- Какая любовь, нахрен?! – в сердцах выругалась я, стоя в ванной комнате и с остервенением смотря в зеркало. – Он женат! И ему плевать на тебя!
- И верно, детка, - послышалось откуда-то, – нахрен такого! Другие есть – холостые. Я, кстати, на пятом живу. А ты откуда? Да не дрефь, ответь! Ты только скажи, и я мигом у тебя буду, сразу про своего женатика забудешь.
Я замолчала, покраснев до кончиков волос, и выдавила почти весь тюбик зубной пасты на щетку.
Не знаю, как я раньше ходила по магазинам и мечтала, что когда-нибудь у меня появится возможность покупать себе любые наряды, обувь, драгоценности... Теперь же, покупая вещи на полученные от Петровича деньги, я не испытывала ничего, кроме отвращения и стыда. Мне казалось, что у меня на лбу всё написано: «Воровка, предательница и преступница».
С большими деньгами, со всеми этими покупками, пакетами и коробочками, я безошибочно чувствовала себя «на дне», прекрасно представляя, как всё это будет использовано в ближайшем будущем. Решив, что сразу же после выполнения своих обязательств сожгу все эти вещи, купленные на деньги ненавистного Петровича, я скрутила нервы в кулак и заставила себя обойти все самые дорогие бутики в городе. Таксист, что возил меня весь день по городу, подумал, что я – жена какого-то олигарха.
- Обновляете гардероб? – в который раз помогая мне с покупками, удивлялся он.
- Да, что-то вроде того, - улыбнулась я, уже не зная, куда скрыться от его ошарашенных и осуждающих взглядов.
- Никогда не видел, чтобы столько вещей покупали за один раз.
- Бывает и такое.
- Меняете имидж?
- Приходится. Сильно похудела, - попыталась отделаться я.
- Хотел бы я так... «похудеть»... Да спонсора не найдется, – крякнул мужчина и, больше не сказав ни слова, довез меня до дома, где злобно выбросил из багажника все мои вещи, не пожелав помочь поднять их на этаж.
На следующий день я была вся не своя и уже к трем часам дня выставила чемодан с сумкой в прихожей, а сама принялась наматывать круги по квартире, ежеминутно всматриваясь в стрелки на часах.

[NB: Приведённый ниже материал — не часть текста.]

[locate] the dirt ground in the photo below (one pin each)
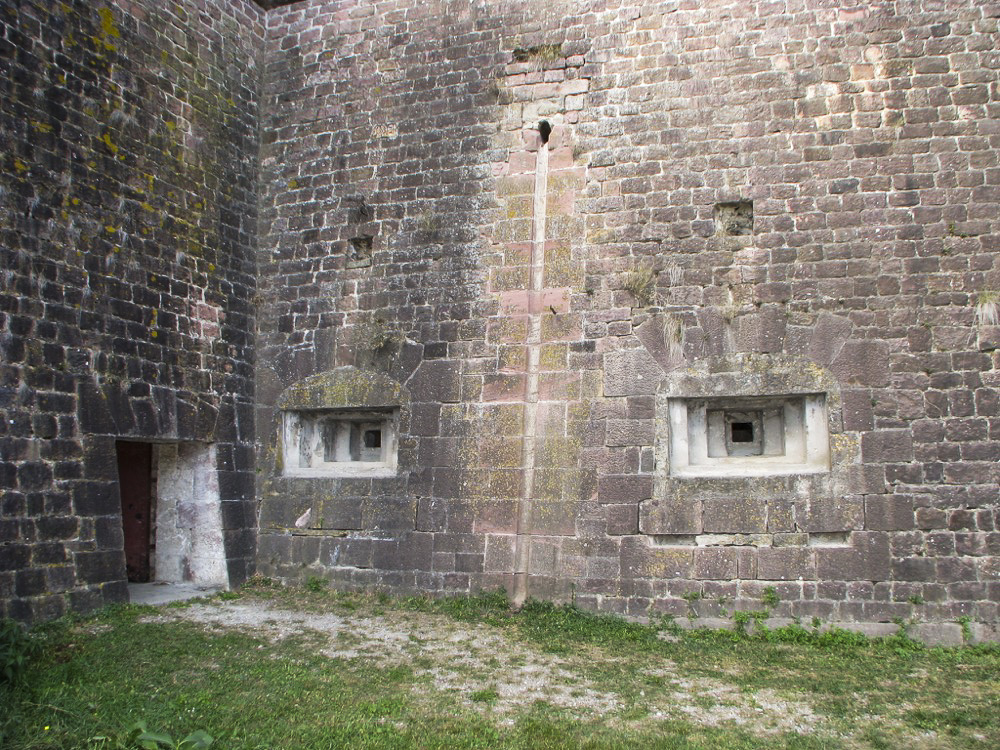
(463, 659)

«Может, поговорить с ним в машине? – мучилась я. – А если прослушка через мой телефон, даже когда он в выключенном состоянии? Тогда, может, мне написать ему письмо?».
Что я и сделала. Чистосердечное признание получилось несколько скомканным, но искренним. Я спрятала лист в конверт, затем подумала, что конверт привлечет внимание, и тогда свернула лист в такой крохотный квадратик, что письмо теперь больше напоминало поделку оригами, нежели послание.
«При первой же возможности положу ему письмо в руку, а там... будь что будет! В конце концов, на том свете никого не будет волновать, что я спасала жизнь своей сестры, матери или кого-то еще. Спросят с меня, с моей души, с моей совести. Именно ее станут рассматривать под лупой, а адвокаты, как известно, там молчат. Что бы ни рассказывала нам всеведущая религия, но свои души мы куём сами, поддаваясь страхам и иллюзиям этого грешного мира», - твердо решила я, но как представила себе прикосновение к ладони Эрнесто, так сразу сердце заныло.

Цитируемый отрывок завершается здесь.